The rotary engine was the idea of a German genius Felix Wankel who built his new internal combustion engine in 1929. The development for commercially used vehicles began after the second world war. The modern rotary engine, however, was constructed by Dieter Paschke. In the 1960s The NSU and Mazda went on a joint venture to develop the rotary engine and explore its potential. Thereafter Mazda went on to produce cars with a rotary engine. But are there any other cars that use the same technology? Here in our list, we have listed down 3 such cars that still use the rotary engine. If you are looking to modify your BMW then check here for BMW 316D engine rebuild services.

NSU Ro80

If you belong to the same age as I do, the first car that comes to mind is the NSU R080. Most of the people have forgotten how complex and advanced its design was even for its time. The splendid use of discs all over and the capacity to push out 115 bhp just with one litre of fuel was simply amazing. Instead what we do remember is the bad rotor tips, complete engine revamp at 30K mileage and its sheer unreliable design.
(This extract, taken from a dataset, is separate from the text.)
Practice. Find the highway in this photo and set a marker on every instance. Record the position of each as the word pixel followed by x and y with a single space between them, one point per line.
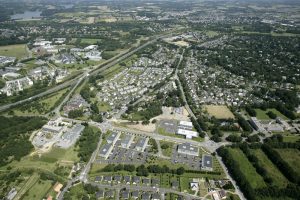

While it still worked, it was a great ride. In earlier versions, it did experience problems, but it won’t be fair to write it in black just for those reasons. Too bad that NSU was shut down because they experimented with the rotary engine. If they didn’t go bankrupt, who knows, we might even be able to get some decent performing rotary cars in the future that never occurred.

Mazda RX-7

This beast only had a capacity of 1.3 litres. Despite that, it was able to push 252 bhp.  The twin turbochargers coupled with the 1218 kg made it able to do what it could. The engine was small and was mounted for the mid-centre configuration. The car was extremely light-footed and was fun to drive.

This car was so popular that it was featured in many popular racing games like Need for speed and Race driver Grid. It soon became a cult symbol. Now it wasn’t without problems. The engine needed to be rebuilt after every 60 K miles and the main cause was – you guessed it right – the burned rotor tips. Still, it was a high performing car that lived its life.

Citroën GS Birotor

This car is also a cult classic. The car should have never been made – at least not at that time when the manufacturers took on the venture. It had a 1000 CC engine with the ability to produce 106 bhp and could have been a suitable candidate for the high-performance tier.

It had quite the design. The interior was luxurious and the outside had disc brakes all over. Unfortunately, 1973 struck the world with oil crises and just like all the rotary engine cars, Citroen suffered from the extreme thirst for fuel. The fuel prices skyrocketed and Citreon was no longer an economic choice.


These are some of the historical cars with a rotary engine. Sadly they weren’t able to go on for too long because of the inherent shortcomings of the rotary design itself.